William Brinkert's Blog

Devloper/Designer In Training

Ruby's Enumerable Method #group_by

Easy to use, but powerful

October 31, 2015

Ruby has a multitude of built in, ready to go methods that are flexible and powerful. So many in fact that if you are used to programming in other languages, like Java or C++, it might seem like you are cheating when writing Ruby code because they have done so much of the work for us. The trick sometimes is to find the right method for the job, and a lot of that comes down to your personal programming style and preference.

But you also need to know where you can look to find methods that may be useful for your purposes. That could be a very large topic, so let's just look at some types of objects you might often find yourself using, such as arrays and hashes. Both arrays and hashes are their own distinct classes. Each class has its own set of methods. You can find this information in the Ruby API documentation for arrays here and for hashes here. But both arrays and hashes can also use the module Enumerable and you can find that documentation here. So what is the difference between a Class and Module? Classes are about Objects which can have instances. Modules are more abstract and they provide methods that can be used across multiple Classes. You cannot have an instance of a Module - it is more like a library of goodies that you can use on certain Classes that have an interface with that Module.

Today we are going to look at the method #group_by which can be found in the Module Enumerable. To quote directly from the Ruby 2.2.3 API:

group_by {|obj| block} → a_hash

group_by → an_enumerator

Groups the collection by the result of the block.
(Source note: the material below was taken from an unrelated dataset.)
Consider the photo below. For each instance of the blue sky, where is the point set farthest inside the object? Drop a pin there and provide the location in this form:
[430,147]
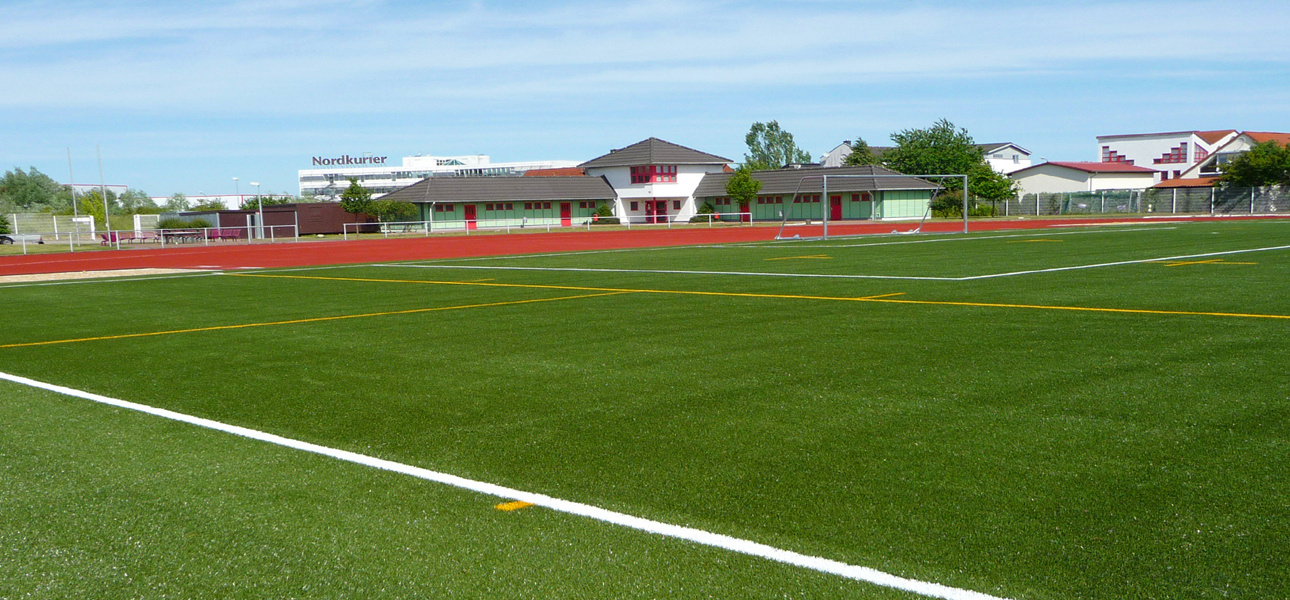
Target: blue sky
[183,96]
Returns a hash where the keys are the evaluated result from the block and the values are the arrays of elements in the collection that correspond to the key. If no block is given, an enumerator is returned instead.
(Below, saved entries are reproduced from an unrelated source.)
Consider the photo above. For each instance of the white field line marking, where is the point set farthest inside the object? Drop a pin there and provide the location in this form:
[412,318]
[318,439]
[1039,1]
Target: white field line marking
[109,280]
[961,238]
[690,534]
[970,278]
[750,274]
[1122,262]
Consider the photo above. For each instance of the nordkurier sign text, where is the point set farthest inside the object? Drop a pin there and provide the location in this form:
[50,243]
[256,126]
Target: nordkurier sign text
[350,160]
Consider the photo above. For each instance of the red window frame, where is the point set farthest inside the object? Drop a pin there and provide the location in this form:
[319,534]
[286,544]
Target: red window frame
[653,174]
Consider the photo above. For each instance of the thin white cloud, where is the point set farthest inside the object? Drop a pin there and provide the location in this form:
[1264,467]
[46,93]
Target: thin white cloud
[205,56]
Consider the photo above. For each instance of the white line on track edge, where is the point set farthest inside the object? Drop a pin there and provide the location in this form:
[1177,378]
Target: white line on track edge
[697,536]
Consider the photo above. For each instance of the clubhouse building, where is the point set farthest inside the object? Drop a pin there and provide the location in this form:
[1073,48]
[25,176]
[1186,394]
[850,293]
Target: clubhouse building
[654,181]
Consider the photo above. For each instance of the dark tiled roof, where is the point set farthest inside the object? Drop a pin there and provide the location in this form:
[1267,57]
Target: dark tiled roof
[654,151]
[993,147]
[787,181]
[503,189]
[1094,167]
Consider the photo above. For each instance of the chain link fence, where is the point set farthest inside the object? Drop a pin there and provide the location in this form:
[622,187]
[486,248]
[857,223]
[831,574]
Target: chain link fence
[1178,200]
And they provide a helpful little example so that you can see what the method does>

(1..6).group_by { |i| i%3 } #=> {0 => [3, 6], 1 => [1, 4], 2 => [2, 5]}

So group_by in this case takes each element in the block and finds the answer to i % 3. For each answer type it gets it builds an array of elements that yield the same answer. The answer value is stored as the Key in the hash and the array of elements which yield the same answer are stored as the corresponding Value. Looking at our returned hash we see that zero occurs when either 3 or 6 are evaluated by i % 3. Each distinct possible answer generated by the evaluation of the expression in the block will result in a new key/value pair being added to the hash.
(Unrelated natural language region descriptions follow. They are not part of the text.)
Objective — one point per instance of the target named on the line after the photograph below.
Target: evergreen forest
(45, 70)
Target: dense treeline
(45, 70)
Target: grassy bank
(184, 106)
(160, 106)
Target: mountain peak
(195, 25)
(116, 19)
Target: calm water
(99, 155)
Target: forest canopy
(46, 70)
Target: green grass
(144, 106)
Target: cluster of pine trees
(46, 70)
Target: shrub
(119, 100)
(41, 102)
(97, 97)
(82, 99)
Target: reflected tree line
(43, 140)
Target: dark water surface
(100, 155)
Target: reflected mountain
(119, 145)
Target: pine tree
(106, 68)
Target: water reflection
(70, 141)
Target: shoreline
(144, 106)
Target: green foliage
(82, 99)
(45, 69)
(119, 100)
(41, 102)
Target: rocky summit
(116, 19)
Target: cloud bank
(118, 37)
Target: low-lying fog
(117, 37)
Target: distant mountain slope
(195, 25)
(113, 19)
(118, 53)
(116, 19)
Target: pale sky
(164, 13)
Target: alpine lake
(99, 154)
Now, that example might not seems to jump off the page as particularly exciting or useful. But let's look at other ways that we could use this handy method. It's power is in the ability to take a collection of data and group it in some or any way that might be useful to us. It can be an extremely useful tool if you need to figure out the frequency with which a certain things is happening. Take a look at this code below:

set = []
1000.times {set << rand(100)} #create a random data set
grp = set.group_by { |x| x }
sorted_groups = grp.sort_by { |k, v| k }
sorted_group.each do |k, v|
print "#{k} : "
puts "*" * v.length
end

The output of this program looks something like this:

0 :****************************************************************************
1 :*********************************************************************
2 :*******************************************************************
3 :***************************************************************************
4 :****************************************************************
5 :******************************************************************************
6 :*****************************************************************
7 :***********************************************************************
8 :*****************************************************************
9 :**********************************************************************

The data set here is arbitrary and generated randomly, but the point is that group_by easily groups the data so that we can see the frequency with which certain numbers (or ranges of numbers) are occuring in any given data set. That is a wonderful tool for data analysis! Interesting to note that Ruby's random number generator don't evenly distribute numbers over this many iterations, which is to be expected. But try this code snippet out on your own and you'll find that if you run about a million iterations, the rand operator does almost completely flatten out to about 0.1% variance between values ranging from 0 to 9.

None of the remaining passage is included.